When you attack the poor and incarcerate them for something that is a medical problem and not a criminal problem, you are violating human rights. Anyway, that is how I see it.
"In Italy for 30 years under the Borgias, they had warfare, terror, murder and bloodshed. But they produced Michelangelo, Leonardo da Vinci and the Renaissance. In Switzerland, they had brotherly love. They had 500 years of democracy and peace. And what did that produce? The cuckoo clock."
—Orson Welles as Harry Lime
Only if you see is as an attack on the lower classes, which it looks like your ideology seems to think it is. I REALLY doubt it was enacted to kick it to the lower classes. Many in the middle class also end up going to jail because of the drug laws.
The laws themselves are public morality laws and the drafters of them really didn't care who suffered from them. It is like prohibition, which hurt the middle and upper classes more than the lower classes (it was brewers who went to jail). Public morality laws don't give a damn who gets busted for the laws.
To say that the drug laws were simply targetting the poor is not seeing the whole issue at all and coloring it with your politics.
The lower classes cannot afford good legal counsel and suffer unduly because of it.
Then I take it you will say that every Western country violates human rights by singling out the poor?
“I give you a new commandment, that you love one another. Just as I have loved you, you also should love one another. By this everyone will know that you are my disciples, if you have love for one another.”
- John 13:34-35 (NRSV)
Goingonit, George W. Bush used to do cocaine and god knows what else. Why is it ok for him to do drugs and not poor people? His daughters have their drug issues too, but you don't see the American people clamoring for their incarceration. It is always the faceless poor who suffer from these laws and again because they cannot afford good legal representation. Basically you get the justice you can afford.
"In Italy for 30 years under the Borgias, they had warfare, terror, murder and bloodshed. But they produced Michelangelo, Leonardo da Vinci and the Renaissance. In Switzerland, they had brotherly love. They had 500 years of democracy and peace. And what did that produce? The cuckoo clock."
—Orson Welles as Harry Lime
Originally posted by Imran Siddiqui
Only if you see is as an attack on the lower classes, which it looks like your ideology seems to think it is. I REALLY doubt it was enacted to kick it to the lower classes. Many in the middle class also end up going to jail because of the drug laws.

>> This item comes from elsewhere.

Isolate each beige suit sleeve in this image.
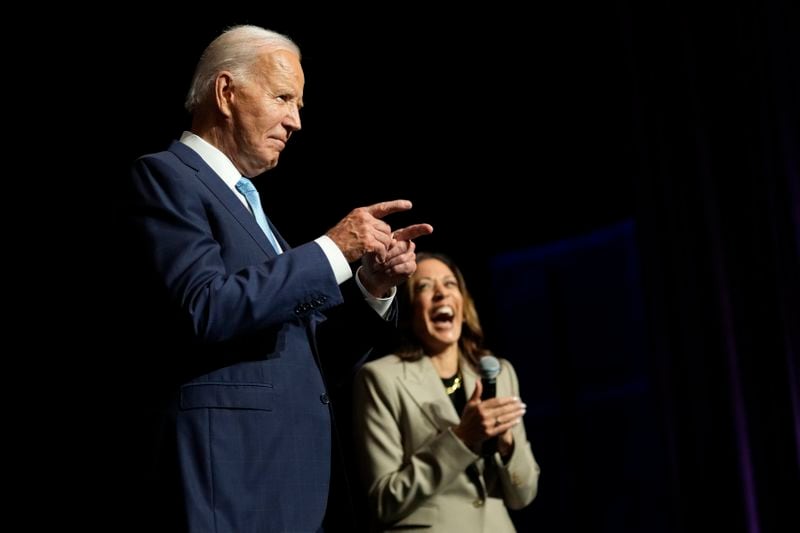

The laws themselves are public morality laws and the drafters of them really didn't care who suffered from them. It is like prohibition, which hurt the middle and upper classes more than the lower classes (it was brewers who went to jail). Public morality laws don't give a damn who gets busted for the laws.
To say that the drug laws were simply targetting the poor is not seeing the whole issue at all and coloring it with your politics.
The lower classes cannot afford good legal counsel and suffer unduly because of it.
Then I take it you will say that every Western country violates human rights by singling out the poor?
I agree with you. It isn't just an attack on the poor, it's an attack on anyone who cannot afford a good lawyer.
"In Italy for 30 years under the Borgias, they had warfare, terror, murder and bloodshed. But they produced Michelangelo, Leonardo da Vinci and the Renaissance. In Switzerland, they had brotherly love. They had 500 years of democracy and peace. And what did that produce? The cuckoo clock."